Markets Today: Should I laugh or cry
With the US market closed for the Independence Day holiday, the focus has been elsewhere and for the markets in both Asia and Europe.
It has not been a big night as far as price action was concerned, the Eurostoxx 600 index off 0.29%, European bond markets with a modest bid tone, yields off fractionally. The German 10 year bond was almost unchanged lower on net by less than one basis point. Gold was little changed, up $3.80/oz.
The largest currency move has been the Aussie over the past 24 hours, the yen and KRW little changed after the Korean missile test. It was the AUD’s swift reaction to yesterday’s only-incremental change in the RBA’s post-Board statement, a materially larger reaction than for the Won after the launch of an Intercontinental Ballistic Missile from North Korea, a launch that’s also drawn the ire of a statement from the Chinese and the Russians.
While no one expected a change in the cash rate, the market was clearly priming itself for more, something that could be inferred as at least having a partly hawkish tilt. An expectation of a half move away from the RBA’s neutral monetary policy bias and/or a more upbeat statement on the economy’s progress and outlook was sought after recent comments from the Bank of Canada and others over the past fortnight (and the BoC again overnight – see below). Instead, the RBA was not drawn in to the prospect of even half hinting removing some monetary accommodation and adding fuel to local and global yields and the AUD. The Bank played a very straight blocking bat indeed.

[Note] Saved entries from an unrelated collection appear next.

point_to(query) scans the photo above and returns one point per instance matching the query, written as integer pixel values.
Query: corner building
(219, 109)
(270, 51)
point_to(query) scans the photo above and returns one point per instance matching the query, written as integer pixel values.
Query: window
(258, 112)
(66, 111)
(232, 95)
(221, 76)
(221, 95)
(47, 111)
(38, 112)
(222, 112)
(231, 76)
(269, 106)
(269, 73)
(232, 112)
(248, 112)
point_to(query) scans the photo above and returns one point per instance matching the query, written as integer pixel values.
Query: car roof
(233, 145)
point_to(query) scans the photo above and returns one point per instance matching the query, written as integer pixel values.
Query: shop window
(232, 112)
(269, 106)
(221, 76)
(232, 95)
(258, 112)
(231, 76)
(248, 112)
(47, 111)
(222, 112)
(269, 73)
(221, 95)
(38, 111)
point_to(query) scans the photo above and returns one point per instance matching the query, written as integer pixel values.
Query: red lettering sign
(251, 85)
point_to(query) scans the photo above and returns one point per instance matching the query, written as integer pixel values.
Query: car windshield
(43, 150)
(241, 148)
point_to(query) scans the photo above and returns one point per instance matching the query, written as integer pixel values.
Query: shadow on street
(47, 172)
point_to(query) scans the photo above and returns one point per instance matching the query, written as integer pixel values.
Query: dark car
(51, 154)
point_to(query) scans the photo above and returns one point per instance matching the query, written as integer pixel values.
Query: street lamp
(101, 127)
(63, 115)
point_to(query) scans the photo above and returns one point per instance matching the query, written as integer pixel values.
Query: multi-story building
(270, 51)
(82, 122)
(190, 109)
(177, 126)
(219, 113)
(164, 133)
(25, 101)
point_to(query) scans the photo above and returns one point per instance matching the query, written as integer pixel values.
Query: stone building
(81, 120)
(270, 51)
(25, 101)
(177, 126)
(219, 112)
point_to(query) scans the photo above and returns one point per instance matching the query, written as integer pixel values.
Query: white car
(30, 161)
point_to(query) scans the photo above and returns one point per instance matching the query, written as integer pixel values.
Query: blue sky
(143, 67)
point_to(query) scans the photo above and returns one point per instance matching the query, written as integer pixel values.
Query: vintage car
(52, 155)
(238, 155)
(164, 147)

The AUD was sold quickly after 2.30, down from 0.7680, dropping the best part of three quarters of a cent. It subsequently tested 0.76 later in the APAC session and again overnight, currently trading at just over the figure. The Won, by contrast, was little moved after news on the missile test filtered through, USD/KRW trading at 1152, actually strengthening marginally to 1150/51 and also a little against the Japanese yen. The KOSPI was down by 0.58% in otherwise also soft Asia markets. It’ll be interesting to see whether the broader market in the US reacts at all to this latest North Korean episode to deflect any of its attention at all from Friday’s payrolls. Unlikely if post-missile launch market price action is any guide.
In Europe, the Swedish Riksbank met and only partly joined the central bank party hinting at policy removal, staying on the periphery with the RBA. They left their repo rate unchanged at -0.5%. They did point to less chance of further easing being required, noting that the risk of setbacks were thought to have decreased. But they also cited the importance that the SEK not appreciate too rapidly and did not rule out the possibility that the repo rate could still be cut, if unlikely now.
Elsewhere in Europe, ECB Chief Economist Peter Praet and Governing Council member Nowotny (Austria) were both speaking. There were no great surprises from either, Praet saying that their inflation forecast scenarios are “crucially contingent” on very easy financing conditions. Nowotny referred to the long lags of monetary policy and that policy should be normalised as soon as the economy allows, more hawkish but not overly so.
NZ’s overnight dairy auction saw only marginally lower dairy prices, off 0.4%; iron ore, by contrast, was also lower, down $1.06/t after last week’s big gains.
While the AUD was punished, USD/CAD has risen by 0.4%, aided by more positive commentary from BoC Governor Poloz, hinting further in the rate hike direction. Canadian rate markets are now pricing in a 87% chance of a hike next week, up from 84%. Poloz said in a German newspaper interview that inflation should be well into an uptrend in 1H 2018 as the output gap closes.
Looking ahead for the rest of this week, the next really big data event is Friday’s payrolls. Ahead of that release is tomorrow night’s ADP Employment report but more importantly the ISM Non-manufacturing index for June out tomorrow night. Locally the data run is now more scant, with Thursday’s trade report for May the main interest; there’ll be more about that tomorrow.
Today and tonight, it’s all pretty much second tier releases. It kicks off with NZ’s ANZ Job Ads this morning, and for Australia is the AiG Services PSI Index (L: 51.5), another piece of evidence on the so-far upbeat state of business activity, continued on Monday with the solid 55.0 reading from the AiG PMI Manufacturing index. NZ also has its ANZ Commodity price Index for June too.
There will be some Aussie dollar interest in the Caixin Services and Composite Index for June after the official readings and the Caixin indicators printed on the strong side.
In the European session tonight there is the second estimates of June’s Euro Services and Composite Indexes, EC Retail Sales for May, and US Factory Orders. There’s always the possibility that the Fed Minutes might throw something new out, but having had the Fed’s new forecasts, Yellen presser and a full exposition of the proposed QE wind-down process, can there be too much more that would really surprise the market?
US markets were closed. In commodities, Brent crude oil -0.14% to $49.61, gold+0.3% to $1,223, iron ore -1.6% to $63.23, steam coal +2.1% to $81.15, met. coal +0.0% to $155.00. AUD is at 0.7604 and the range since yesterday 5pm Sydney time is 0.7591 to 0.7683.